Latter-day Saint Beliefs About God
The distinct understanding of the Godhead that emerged from Joseph Smith's First Vision and shapes all subsequent teaching.
- God the Father and Jesus Christ are separate beings with tangible bodies.
- The three members of the Godhead are united in purpose, not substance.
- The Holy Ghost is a spirit personage who conveys truth and sanctifies.
- This view sets Latter-day Saint doctrine apart from creedal Trinitarianism.
Latter-day Saints believe in three distinct divine personages who together constitute the Godhead: God the Father, Jesus Christ, and the Holy Ghost. They are one in purpose, glory, and doctrine but separate in being and substance.

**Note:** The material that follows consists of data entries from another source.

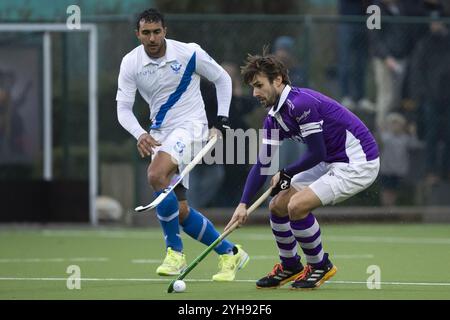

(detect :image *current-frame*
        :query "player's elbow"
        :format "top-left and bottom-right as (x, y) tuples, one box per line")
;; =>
(316, 145), (327, 161)
(216, 69), (232, 87)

Revelation Through the First Vision
In 1820 Joseph Smith described seeing two personages standing in the air above him. The Father introduced the Son and instructed Joseph to hear the Son. This single experience established that the Father and Son are physically separate, each possessing a body of flesh and bones, and that the Holy Ghost is a third, spirit-only member of the Godhead.
How the Godhead Functions
God the Father is the literal father of the spirits of all humankind and the creator of the universe through his Son. Jesus Christ, the Only Begotten in the flesh, serves as Savior and mediator. The Holy Ghost testifies of both, reveals truth, and performs the sanctifying work of the gospel. They act in perfect harmony while remaining distinct individuals.
This understanding matters because it directly shapes how Latter-day Saints pray, understand their own divine potential, and relate to scripture. It also marks the clearest doctrinal break from historic Christian creeds that define God as a single substance existing in three persons.